Марсель превосходил всё, что мы рассказали о южных городах. Он, естественно, не хотел платить droits rJunis, но еще и требовал, чтобы ему вернули прежнюю торговлю с Востоком, освободили от торгового законодательства, действовавшего во всей Франции, и сделали вольным городом, чтобы он мог торговать со всем миром, не терпя никаких ограничений, установленных для защиты национальной промышленности. Всё, что мешало исполнению этого пожелания, следовало упразднить как порождение узурпации, а чтобы король был волен делать то, что устроит его наивернейших подданных, ему следовало получить всю полноту власти и не быть связанным ни хартией, ни какими-либо иными институтами революционного происхождения.
В Валансе и Лионе эти чувства постепенно менялись на почти противоположные. Если в Лионе и имелись пламенные роялисты, помнившие об осаде 1793 года, то там имелись и многочисленные сторонники Империи, помнившие о благодеяниях Наполеона в отношении их города и расцвете промышленности в эпоху его правления; присутствие и бесчинства оккупационных войск только укрепляли их расположение. Во Франш-Конте, Эльзасе, Лотарингии, Шампани и Бургундии – провинциях, сделавшихся военным театром, – попранные патриотические чувства превращали жителей в бонапартистов. Увидев, как упорно и стойко сражается Наполеон с европейской коалицией, и разделив с ним тревоги и тяготы войны, эти провинции снова примкнули к нему. Они ненавидели иностранные армии и были холодны к Бурбонам, потому что те вернулись, следуя за врагом.
Таким образом, правительство сталкивалось в восточных провинциях с холодностью и неприветливостью, менее для него обременительными, впрочем, чем беспорядочная пылкость друзей с Запада и Юга.

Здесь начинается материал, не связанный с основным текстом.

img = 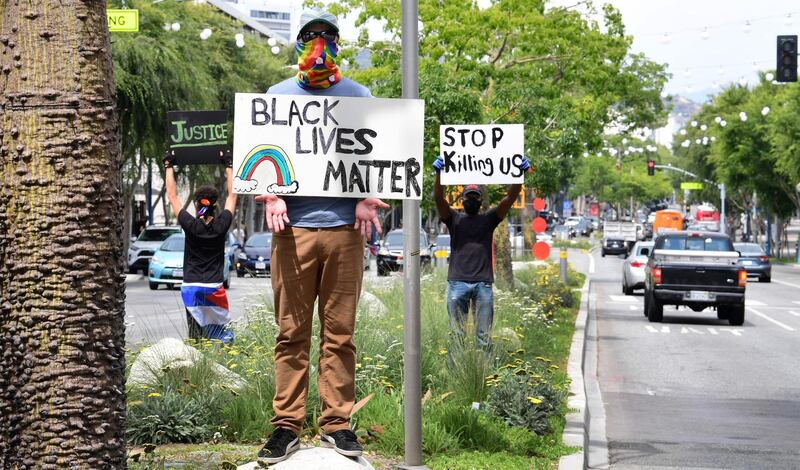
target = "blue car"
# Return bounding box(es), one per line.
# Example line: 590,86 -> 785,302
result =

Ко всем взыгравшим одновременно стихиям добавлялась еще одна – старые солдаты, возвращавшиеся во Францию из плена и иностранных крепостей. Через Перпиньян из Испании вернулись 20 тысяч человек; через Ниццу и Тулон из Генуи и Тосканы – 10 тысяч; через Шамбери из Итальянской армии – 30 с лишним тысяч; через Страсбург, Мец, Мобёж, Валансьен и Лилль – не менее 80 тысяч солдат из Вюрцбурга, Эрфурта, Магдебурга, Гамбурга, Антверпена и Берген-оп-Зома. В Дюнкерке, Кале, Булони, Дьеппе, Гавре, Шербуре и Бресте высадились более 40 тысяч солдат, переживших ужасы английских понтонов[4 - Понтон (ист.) – плавучая тюрьма. – Прим. ред.]. Ожидалось еще возвращение значительного количества пленных из России, Германии, Англии и Испании. У всех этих солдат на шапках красовалась трехцветная кокарда, которую их тщетно убеждали снять. Большинство из них были старыми солдатами, сохранявшими в душе чувства, царившие на их родине, когда они ее покидали; и хотя они не раз возмущались Наполеоном, но видели в нем представителя величия и независимости Франции, а в Бурбонах – его полную противоположность. Среди них укоренилась мысль, что в их отсутствие враг при помощи дворян и священников осуществил гибельную для Франции и армии революцию. Эта мысль вселяла в солдат ярость и глубокое презрение к правительству – ставленнику и сообщнику врага.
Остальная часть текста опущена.